De kern van het opzet is ‘willen en weten’. Uiteraard is het juridische opzetbegrip sui generis en lang niet altijd gelijk aan het alledaagse willen en weten. Het past binnen het juridische opzetbegrip dat uit bepaalde handelingen opzet wordt afgeleid, terwijl de verdachte daar misschien helemaal niets specifieks bij heeft gedacht (klassiek voorbeeld: iemand treffen in/bij vitale lichaamsdelen). Ook is het in beginsel juist, zoals rekwiranten stellen, dat het opzetbegrip een zeker delictgebonden karakter kent, ofwel dat de invulling van het opzet per delict kan verschillen.
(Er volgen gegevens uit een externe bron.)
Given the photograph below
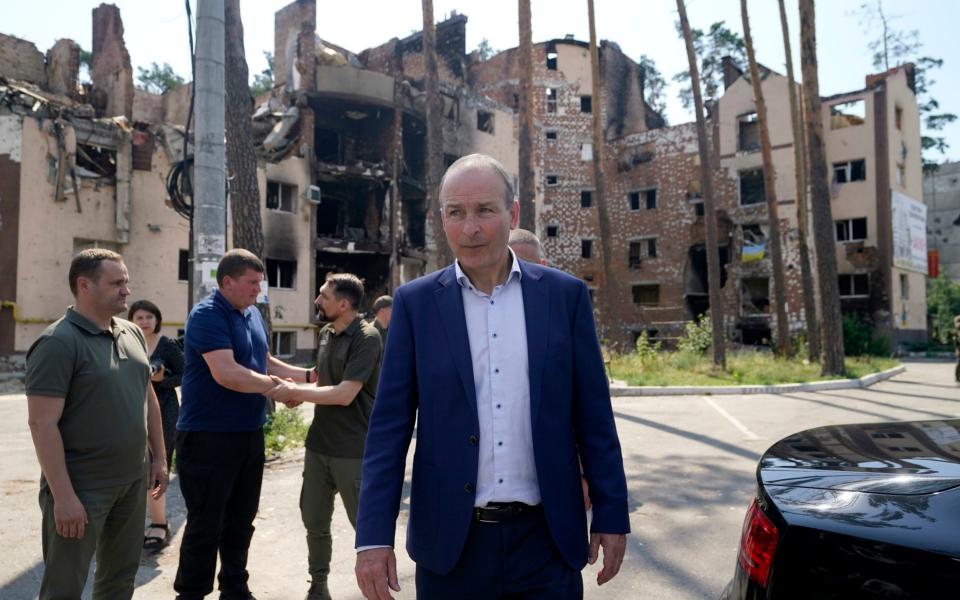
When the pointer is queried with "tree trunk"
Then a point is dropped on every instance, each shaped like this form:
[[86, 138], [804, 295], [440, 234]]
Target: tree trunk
[[799, 168], [769, 186], [527, 193], [610, 314], [709, 205], [833, 363], [241, 157], [437, 251]]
Maar er wordt een grens overschreden door een invulling van opzet die regelrecht ingaat tégen en tegenstrijdig is aan hetgeen de verdachte feitelijk heeft gedacht. Daarmee zou het subjectieve element niet alleen komen te vervallen (behalve misschien het moment, vele jaren geleden, waarop de betrokkene voor een medisch beroep koos), er zou zelfs een minteken voor worden geplaatst. De kern van het opzet, ‘het willen en het weten’ zou daarmee ingeruild worden voor een risicoaansprakelijkheid voor bepaalde doleuze delicten. Dat is in strijd met de basis van ons strafrecht, dat een schuldstrafrecht is.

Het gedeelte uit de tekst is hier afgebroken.